Background Acute chest syndromes (ACS) may be associated with upper respiratory tract infections, but the epidemiology of viral and intracellular respiratory pathogens in children with sickle cell disease (SCD) is not precisely known. The aim of this study was to describe the epidemiology of viral and intracellular respiratory pathogens in children with SCD presenting with fever and/or ACS.
Materials and methods An observational, prospective, single-centre cohort study with nested case–control analysis was conducted on children with SCD admitted from October 2016 to October 2017 for fever and/or ACS to the paediatric department of Robert Debré university hospital, Paris, France. They were screened for 20 respiratory pathogens by a multiplex PCR in the nasopharynx (FilmArray).

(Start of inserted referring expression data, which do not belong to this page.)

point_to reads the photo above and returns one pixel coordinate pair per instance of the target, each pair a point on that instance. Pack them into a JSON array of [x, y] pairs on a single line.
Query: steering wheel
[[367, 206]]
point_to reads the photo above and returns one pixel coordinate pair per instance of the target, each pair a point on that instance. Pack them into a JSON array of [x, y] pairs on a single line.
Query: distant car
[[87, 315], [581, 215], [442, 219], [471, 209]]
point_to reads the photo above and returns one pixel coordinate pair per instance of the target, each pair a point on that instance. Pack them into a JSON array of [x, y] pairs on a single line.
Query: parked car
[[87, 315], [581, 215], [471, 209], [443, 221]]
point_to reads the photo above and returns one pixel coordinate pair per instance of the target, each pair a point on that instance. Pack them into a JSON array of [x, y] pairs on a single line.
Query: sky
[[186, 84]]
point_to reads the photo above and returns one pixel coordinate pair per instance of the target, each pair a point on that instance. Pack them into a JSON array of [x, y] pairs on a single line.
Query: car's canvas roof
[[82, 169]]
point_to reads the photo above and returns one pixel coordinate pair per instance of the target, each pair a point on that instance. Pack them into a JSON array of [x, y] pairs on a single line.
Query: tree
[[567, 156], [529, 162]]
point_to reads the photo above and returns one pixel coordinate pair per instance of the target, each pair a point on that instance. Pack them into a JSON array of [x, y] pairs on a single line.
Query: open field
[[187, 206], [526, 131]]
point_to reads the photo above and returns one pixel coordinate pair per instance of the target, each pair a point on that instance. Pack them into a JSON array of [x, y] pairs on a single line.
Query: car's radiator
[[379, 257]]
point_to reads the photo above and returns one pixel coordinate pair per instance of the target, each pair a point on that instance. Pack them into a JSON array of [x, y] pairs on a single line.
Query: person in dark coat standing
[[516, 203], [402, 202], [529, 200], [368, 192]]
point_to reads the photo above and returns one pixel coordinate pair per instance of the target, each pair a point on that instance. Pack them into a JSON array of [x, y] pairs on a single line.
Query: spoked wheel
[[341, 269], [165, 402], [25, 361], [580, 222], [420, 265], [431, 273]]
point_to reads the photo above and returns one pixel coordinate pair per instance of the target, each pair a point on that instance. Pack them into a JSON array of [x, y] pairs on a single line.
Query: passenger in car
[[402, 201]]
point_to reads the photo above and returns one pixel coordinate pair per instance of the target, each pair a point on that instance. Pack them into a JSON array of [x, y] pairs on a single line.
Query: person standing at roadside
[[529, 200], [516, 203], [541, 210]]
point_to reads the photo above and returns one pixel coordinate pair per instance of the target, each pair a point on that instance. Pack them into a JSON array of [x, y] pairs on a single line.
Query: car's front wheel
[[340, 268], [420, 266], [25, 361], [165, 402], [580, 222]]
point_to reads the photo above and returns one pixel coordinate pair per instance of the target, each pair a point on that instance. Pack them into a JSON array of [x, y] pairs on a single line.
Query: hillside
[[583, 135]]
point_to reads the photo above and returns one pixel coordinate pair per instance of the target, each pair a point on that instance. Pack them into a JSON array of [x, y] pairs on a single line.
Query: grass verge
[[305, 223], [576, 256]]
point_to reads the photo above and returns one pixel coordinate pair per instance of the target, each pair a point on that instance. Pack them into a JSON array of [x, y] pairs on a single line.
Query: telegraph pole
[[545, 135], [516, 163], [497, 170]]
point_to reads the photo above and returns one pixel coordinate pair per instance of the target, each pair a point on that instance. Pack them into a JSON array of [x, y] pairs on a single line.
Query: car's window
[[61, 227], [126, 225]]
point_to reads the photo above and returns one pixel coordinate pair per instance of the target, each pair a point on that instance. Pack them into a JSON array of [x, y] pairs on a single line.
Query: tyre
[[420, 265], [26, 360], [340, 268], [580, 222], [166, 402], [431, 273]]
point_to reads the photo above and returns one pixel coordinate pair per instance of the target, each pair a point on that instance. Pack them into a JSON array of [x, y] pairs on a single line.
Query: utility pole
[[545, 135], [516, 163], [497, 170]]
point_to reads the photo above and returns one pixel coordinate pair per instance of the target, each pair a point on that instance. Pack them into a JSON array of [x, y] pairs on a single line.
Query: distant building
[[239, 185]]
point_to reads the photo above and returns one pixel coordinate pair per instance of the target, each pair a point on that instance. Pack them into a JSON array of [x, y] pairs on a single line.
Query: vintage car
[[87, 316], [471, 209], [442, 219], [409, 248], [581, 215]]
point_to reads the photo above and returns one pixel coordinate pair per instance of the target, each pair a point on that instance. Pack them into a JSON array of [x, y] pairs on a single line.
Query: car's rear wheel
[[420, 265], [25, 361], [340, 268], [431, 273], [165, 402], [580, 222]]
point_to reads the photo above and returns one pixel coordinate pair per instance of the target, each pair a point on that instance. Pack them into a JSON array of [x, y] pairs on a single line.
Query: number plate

Results We included 101 children. M/F sex ratio of 0.45. The median age was 3.2 years (IQR: 1.4–8.2). At least one pathogen was isolated in 67 patients (67%). The most frequent viruses were as follows: rhinovirus (n=33), adenovirus (n=14), respiratory syncytial virus (n=13) and parainfluenza viruses (n=11). Mycoplasma pneumoniae was detected in one case. Twenty-three (23%) presented with or developed ACS. A nested case–control analysis was performed, after pairing ACS with non-ACS children for age and inclusion period. There was no statistical association between any viral detection or multiple viral infection, and ACS (p=0.51) even though parainfluenza viruses were twice as common in ACS.
Conclusions Viral detection in febrile children with SCD is frequent, but its association with ACS was not demonstrated. In this study, M. pneumoniae was rare in young children with SCD experiencing ACS.